A few years ago, NYSED created a certification area for computer science. At Hunter, we've been running our certificate program for the past three years and taking current teachers and qualifying them to earn this new certification. This past Fall, NYSED finalized it's grandfathering position and just the other day it opened up the portal to allow teachers to sign up. The grandfathering is called the SOCE - Statement of Continued Eligibility (to teach computer science). NYSED also started an individual evaluation option.

I think the individual evaluation part is great. There are always people who fall through the cracks. They are great teachers and really know their stuff but they walked a different path. I have a friend who taught CS for years but since he's older he got his degrees before CS was a thing. He also never worked for anyone else in tech even though he created impressive software systems for his own company. In spite of being super qualified, he'd never be approved by the state through normal channels without having to take and pay for a whole bunch of courses where he probably would know more than the instructors. Now, with individual evaluation, he would have a chance to be fairly judged.

On the other hand the SOCE really concerns me. Not just the SOCE but the fact that if you taught at least one CS class this past year (or maybe within the past few years) and you filled out the form, you don't need to do anything else to teach CS for the next 10 years. This is extremely concerning. What's equally concerning is that the state is doing nothing to encourage teachers to earn real certification which can be both time consuming and costly.

I've met a large number of NY teachers teaching CS. Mostly in NYC but also from across the state. I've also evaluated hundreds of applications to my certificate program. I've found that teachers fall into the following categories:

  1. Teachers who really know CS. This is the extreme minority.
  2. Teachers who have attended PDs or similar to learn to teach a specific course or learn rudimentary programming. Some of these teachers think they really know CS, some recognize that they're just following a script. Some want to learn more, some don't.

It's the second category that concerns me and that represents the majority of teachers currently teaching CS.

Let's look at the set of teachers who don't want to learn more and think that with their limited PD training that they're doing right by their students (voiceover: they're probably not). These teachers can continue doing what they're doing for the next ten years. That's a generation of kids. As long as CS is untested (which is probably a good thing) a teacher in this category can just dial it in while focusing on their 4 other classes which have a high stakes exam. Even if they're not dialing it in, are they really doing right by the kids? If I did short form PD to learn, let's say physics, would I really be a good physics teacher (voiceover: No).

The other category - teachers who do want to learn more and become strong CS teachers. I'm hoping this is the majority of teachers teaching CS but here the state is failing them and in turn failing their students.

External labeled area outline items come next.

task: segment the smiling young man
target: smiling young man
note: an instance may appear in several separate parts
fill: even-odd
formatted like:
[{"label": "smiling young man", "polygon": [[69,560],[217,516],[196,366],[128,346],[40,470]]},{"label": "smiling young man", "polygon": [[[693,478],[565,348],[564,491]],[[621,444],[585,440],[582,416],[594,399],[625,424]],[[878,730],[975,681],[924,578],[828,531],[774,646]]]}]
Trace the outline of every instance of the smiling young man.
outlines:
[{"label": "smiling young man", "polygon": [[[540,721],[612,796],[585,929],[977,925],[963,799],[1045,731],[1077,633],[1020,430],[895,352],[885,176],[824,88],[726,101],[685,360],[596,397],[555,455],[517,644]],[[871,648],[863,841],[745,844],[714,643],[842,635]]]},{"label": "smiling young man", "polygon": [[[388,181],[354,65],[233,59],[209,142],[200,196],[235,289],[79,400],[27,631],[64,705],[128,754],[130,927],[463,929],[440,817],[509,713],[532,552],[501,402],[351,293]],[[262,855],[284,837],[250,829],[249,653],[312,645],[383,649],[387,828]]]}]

Right now, Hunter's program is the only advanced certificate program running in the state. The state should be encouraging more institutions to create programs. The state should also be working on financial support and even release time for teachers who want to be re-certified in CS. It's a big ask to tell a teacher - it's great that you want to earn this new certification - now pay for a bunch of graduate credits and take those classes during your non-existent free time.

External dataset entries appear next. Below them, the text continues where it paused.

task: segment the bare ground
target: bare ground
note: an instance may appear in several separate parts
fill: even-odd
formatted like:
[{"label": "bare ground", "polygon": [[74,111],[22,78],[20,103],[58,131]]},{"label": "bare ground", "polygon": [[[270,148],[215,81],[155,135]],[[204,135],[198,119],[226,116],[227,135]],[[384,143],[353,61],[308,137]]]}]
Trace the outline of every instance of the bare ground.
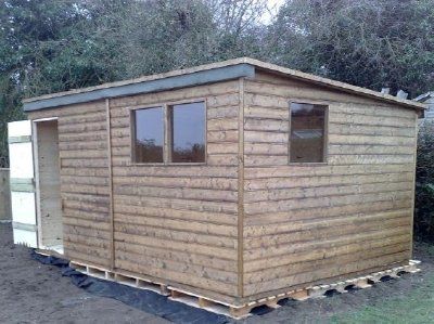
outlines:
[{"label": "bare ground", "polygon": [[[418,274],[405,274],[399,280],[383,282],[372,288],[330,298],[288,301],[277,310],[251,316],[241,323],[353,323],[354,319],[359,319],[357,312],[366,309],[381,312],[382,306],[395,300],[405,304],[412,291],[418,293],[421,287],[430,289],[434,283],[434,248],[417,245],[414,258],[423,262],[422,272]],[[168,323],[120,301],[97,297],[74,286],[71,278],[62,277],[59,268],[41,264],[31,259],[27,248],[14,246],[11,225],[4,223],[0,224],[0,323]],[[434,309],[434,300],[427,306]],[[349,317],[346,320],[347,314]],[[352,314],[356,315],[352,317]],[[423,320],[434,322],[434,316],[431,316],[432,313],[426,312]],[[360,317],[361,322],[363,319]],[[387,316],[385,319],[380,322],[388,323]]]}]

If the state cared about bringing good CS Education to our students they would have:

  1. Encouraged more institutions to create certification programs.
  2. Provide financial support for teachers and if possible, release time for teachers to take said programs.
  3. Reduce the grandfathering window from 10 years to something more like 5 years.

Instead, they, with a bold bravado said "we recognize the importance of CS so we're creating a new certification area" and then quietly said when nobody was looking "but nobody needs it for the next generation of kids."

I know some teachers will be offended by this post but I'm hoping teachers who do want to do it right didn't miss the part about them not getting the support. I'm with all of you, appreciate your efforts, and wish the state (and city) was doing it right, enabling you to be the best prepared teacher you can be for your kids.

On the other hand if I upset any teachers in that "we're doing fine even though we don't know stuff" category, well, I'm good with that.

I also know that some people will dismiss this saying that "that Z guy runs the only cert program going right now, he clearly has a vested interest in more people getting certified."

True, one of the big reasons I came to Hunter was to lobby the state to create a CS certification area and to build the programs. I'm proud of that work. I've also, however pushed for other programs to be created. I also worked hard to successfully acquire funding which has paid for the vast majority of the over 90 teachers that are in or have completed our program. Finally, as I'm leaving Hunter after this semester, so I really don't have any skin in this particular game any more.

So, that's my take. I get that teachers should file for the SOCE - no reason to individually "be the hero" and the state will basically ignore the issue for the next decade. After that, who knows but in the meantime, our kids deserve better.